2. There aren't enough games for Wii because it's difficult to develop for Wii.
I suspect the latter. The word "difficult" is overloaded here.
You run into the first barrier to Wii development immediately. Nintendo won't even talk to you unless you're a well-established game developer with a long track record of successes. The EAs of the world are "in." You average iOS game developer working at home is "out."
Then, if you meet Nintendo's requirements, you need to buy the proprietary development software and hardware tools. $2k -> $10k on a sliding scale.

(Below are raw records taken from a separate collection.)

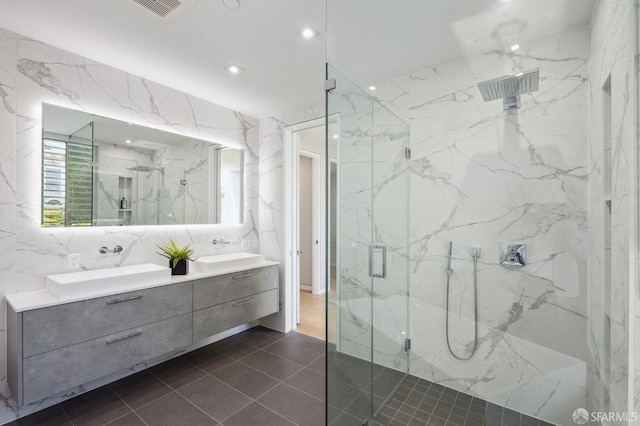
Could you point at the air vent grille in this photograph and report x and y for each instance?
(165, 9)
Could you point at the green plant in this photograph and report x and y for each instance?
(174, 253)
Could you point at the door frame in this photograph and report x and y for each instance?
(291, 235)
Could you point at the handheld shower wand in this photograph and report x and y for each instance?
(475, 253)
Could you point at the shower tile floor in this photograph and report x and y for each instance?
(415, 402)
(261, 377)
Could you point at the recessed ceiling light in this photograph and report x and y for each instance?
(231, 4)
(234, 69)
(308, 33)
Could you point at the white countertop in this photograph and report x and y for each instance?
(29, 300)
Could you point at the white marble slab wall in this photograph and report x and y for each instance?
(390, 216)
(271, 193)
(481, 176)
(613, 187)
(8, 206)
(31, 73)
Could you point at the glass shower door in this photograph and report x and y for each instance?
(367, 315)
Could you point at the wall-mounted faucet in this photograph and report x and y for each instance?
(116, 249)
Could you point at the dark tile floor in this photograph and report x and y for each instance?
(261, 377)
(258, 377)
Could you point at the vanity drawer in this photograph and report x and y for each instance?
(209, 321)
(59, 370)
(55, 327)
(223, 288)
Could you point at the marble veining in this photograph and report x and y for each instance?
(480, 176)
(32, 73)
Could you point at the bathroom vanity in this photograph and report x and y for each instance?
(55, 345)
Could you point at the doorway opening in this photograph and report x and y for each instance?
(305, 276)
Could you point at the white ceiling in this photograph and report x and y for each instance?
(395, 38)
(369, 40)
(282, 70)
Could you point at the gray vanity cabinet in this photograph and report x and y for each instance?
(66, 345)
(59, 347)
(225, 301)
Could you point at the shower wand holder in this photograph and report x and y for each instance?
(512, 254)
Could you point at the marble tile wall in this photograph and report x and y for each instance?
(31, 73)
(612, 193)
(480, 176)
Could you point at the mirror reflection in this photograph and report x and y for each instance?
(97, 171)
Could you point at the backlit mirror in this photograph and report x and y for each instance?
(97, 171)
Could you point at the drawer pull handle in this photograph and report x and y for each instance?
(246, 302)
(126, 336)
(237, 277)
(123, 299)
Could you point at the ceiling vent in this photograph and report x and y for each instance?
(166, 10)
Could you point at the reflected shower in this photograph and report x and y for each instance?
(510, 87)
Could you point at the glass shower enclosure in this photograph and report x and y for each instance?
(367, 311)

After that, you're under NDA and although I have only very briefly done any coding for any console, I hear that coding for today's consoles is tough. Especially as you try to wring out every last erg of performance using assembly code, etc.http://www.ehow.com/how_4597196_deve...-wii-game.html
Compare all that with Apple's iOS and Mac developer program. Sign up free if you just want to play around. Pay $100/year if you want to submit apps to the iOS App Store or Mac App Store. Yes, you need to toe the line on many App Store rules. But the development environment is relatively straightforward. Apple provides ample reference guides, tutorials, and sample projects. The Xcode development environment is free, and it works for Mac, iPhone, iPad, and iPod touch.
Nintendo seems to be acting like a movie studio. Cherry-picking what they perceive to be the best developers and games the way movie studios (attempt to) cherry-pick the best directors and movie projects. They want a blockbuster every time. Doesn't always happen.

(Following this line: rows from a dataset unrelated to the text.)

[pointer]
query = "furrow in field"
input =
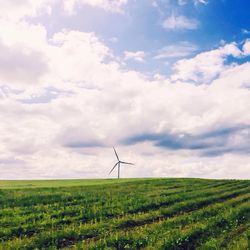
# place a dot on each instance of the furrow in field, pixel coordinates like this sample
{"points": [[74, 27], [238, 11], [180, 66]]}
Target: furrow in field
{"points": [[75, 210], [36, 228], [72, 232], [167, 236]]}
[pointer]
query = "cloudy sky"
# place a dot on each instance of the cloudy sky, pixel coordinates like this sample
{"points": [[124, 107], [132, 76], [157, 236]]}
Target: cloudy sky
{"points": [[167, 82]]}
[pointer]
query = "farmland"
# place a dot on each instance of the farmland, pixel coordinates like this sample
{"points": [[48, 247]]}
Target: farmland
{"points": [[125, 214]]}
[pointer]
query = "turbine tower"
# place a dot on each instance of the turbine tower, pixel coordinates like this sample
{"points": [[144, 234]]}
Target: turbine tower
{"points": [[119, 164]]}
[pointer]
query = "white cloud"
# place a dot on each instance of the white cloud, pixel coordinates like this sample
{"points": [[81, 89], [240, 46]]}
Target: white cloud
{"points": [[204, 67], [246, 48], [137, 55], [15, 10], [99, 103], [181, 49], [107, 5], [200, 2], [180, 22]]}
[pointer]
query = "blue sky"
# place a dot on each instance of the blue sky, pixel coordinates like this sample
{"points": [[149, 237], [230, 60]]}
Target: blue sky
{"points": [[166, 82], [140, 27]]}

Apple acts more like a gigantic film school. They just tell their students to make the best films they can. There is, of course, a huge number of average students and there is a huge number of average projects. But there will occasionally be the over-achieving Spielberg or Lucas or Fincher.
For Nintendo, having hit titles is a do-or-die imperative. Hit titles are what sell Wii consoles, and they are relatively few and far between. On the other hand, the App Store isn't the only reason why people buy Apple products. All those apps add significant value to iOS devices and Macs, to be sure, but they are only one component in the Apple ecosystem (iTunes, AirPlay, and soon iCloud etc.)
I think people underestimate the value of having many good and great developers working on apps for a platform. The console gaming world doesn't allow for large numbers of developers to write titles for the consoles out there, as far as I know. And that will be one of the constraints to the consoles' success.